Diet Plans

Healthy Food Swaps

The best way to sustain weight loss is all about a lifestyle change and a dedicated approach to healthy eating. But there are also easy ways to cut your calories.

 

With a few simple swaps is easy to make up your five portions of fruit or veg per day. Making small changes to your diet is the healthiest and most achievable way to lose weight.

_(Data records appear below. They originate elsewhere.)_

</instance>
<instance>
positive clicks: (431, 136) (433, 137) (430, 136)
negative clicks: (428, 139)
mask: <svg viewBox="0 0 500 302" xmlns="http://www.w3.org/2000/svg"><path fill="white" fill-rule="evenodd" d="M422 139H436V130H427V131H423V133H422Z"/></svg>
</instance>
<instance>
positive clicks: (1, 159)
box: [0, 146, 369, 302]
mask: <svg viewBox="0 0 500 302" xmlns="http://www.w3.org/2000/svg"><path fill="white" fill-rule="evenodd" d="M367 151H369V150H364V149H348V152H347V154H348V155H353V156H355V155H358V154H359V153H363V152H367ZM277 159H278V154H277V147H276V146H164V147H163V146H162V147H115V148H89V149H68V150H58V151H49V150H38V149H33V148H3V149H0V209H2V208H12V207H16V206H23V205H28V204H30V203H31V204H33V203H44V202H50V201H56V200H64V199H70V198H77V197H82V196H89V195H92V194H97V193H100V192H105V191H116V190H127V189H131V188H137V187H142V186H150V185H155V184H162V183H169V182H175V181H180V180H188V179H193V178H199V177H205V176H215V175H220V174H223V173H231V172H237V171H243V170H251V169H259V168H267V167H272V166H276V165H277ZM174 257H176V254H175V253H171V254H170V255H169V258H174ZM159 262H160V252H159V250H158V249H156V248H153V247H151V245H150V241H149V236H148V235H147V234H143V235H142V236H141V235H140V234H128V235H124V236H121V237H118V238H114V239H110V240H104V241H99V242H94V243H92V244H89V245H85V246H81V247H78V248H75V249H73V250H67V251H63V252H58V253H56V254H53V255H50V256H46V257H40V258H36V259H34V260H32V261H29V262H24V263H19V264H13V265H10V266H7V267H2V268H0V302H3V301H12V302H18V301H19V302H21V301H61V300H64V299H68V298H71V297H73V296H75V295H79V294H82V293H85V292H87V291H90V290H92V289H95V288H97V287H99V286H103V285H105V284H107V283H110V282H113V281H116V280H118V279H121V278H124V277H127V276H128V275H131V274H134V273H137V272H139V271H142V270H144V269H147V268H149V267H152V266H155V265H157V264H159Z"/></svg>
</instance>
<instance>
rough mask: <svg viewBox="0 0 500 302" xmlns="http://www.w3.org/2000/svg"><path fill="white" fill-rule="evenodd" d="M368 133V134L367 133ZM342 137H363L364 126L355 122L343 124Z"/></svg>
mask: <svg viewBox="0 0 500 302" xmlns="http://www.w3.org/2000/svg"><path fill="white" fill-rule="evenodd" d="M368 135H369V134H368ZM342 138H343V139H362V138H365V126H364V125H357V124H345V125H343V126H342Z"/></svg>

Small Changes – Big Results!

  1. Swap from whole milk to semi-skimmed, 1% fat or even skimmed milk.
  2. Swap a sugar-coated breakfast cereal for a whole grain breakfast cereal such as porridge or shredded whole grain wheat cereal with no added sugar.
  3. Swap a sprinkle of sugar on your breakfast cereal for a topping of fresh or dried fruit, which counts towards one of your five a day.
  4. Swap full-fat Greek yoghurt for lower-fat or fat-free Greek yoghurt, or natural low-fat yoghurt.
  5. Swap white breads, bagels and muffins for whole grain varieties.
  6. Swap butter and cheese in your jacket potato for reduced fat spread and reduced salt and sugar baked beans.
  7. Swap a tuna melt panini for a tuna salad sandwich on wholemeal bread without mayo.
  8. Swap a cheddar cheese filling in your sandwich for reduced-fat hard cheese.
  9. Swap creamy or cheesy sauces for tomato or vegetable based sauces on your pasta, meat or fish dishes.
  10. Swap mashed potato made with butter and whole milk for mash with low-fat spread and a lower-fat milk such as semi-skimmed, 1% fat or skimmed.
  11. Choose leaner cuts of meat: for example, swap streaky bacon for back bacon.
  12. Swap the frying pan for the grill when cooking meat.
  13. Swap a coffee made with whole milk to a “skinny” coffee made with semi-skimmed or skimmed milk.
  14. Swap a cordial for a cordial with no added sugars.
  15. Swap a few of your sugary drinks for a glass of water.
  16. Swap a cola or fizzy drink with some 100% fruit juice (with no added sugar) mixed with soda water.
  17. Swap hot chocolate made with whole milk and served with whipped cream, for a hot chocolate made with skimmed milk and no cream.
  18. Swap a blueberry muffin for a currant bun on its own or with some reduced fat spread.
  19. Swap yoghurt-coated raisins for plain raisins.
  20. Swap cheese straws for rice cakes with lower-fat cream cheese.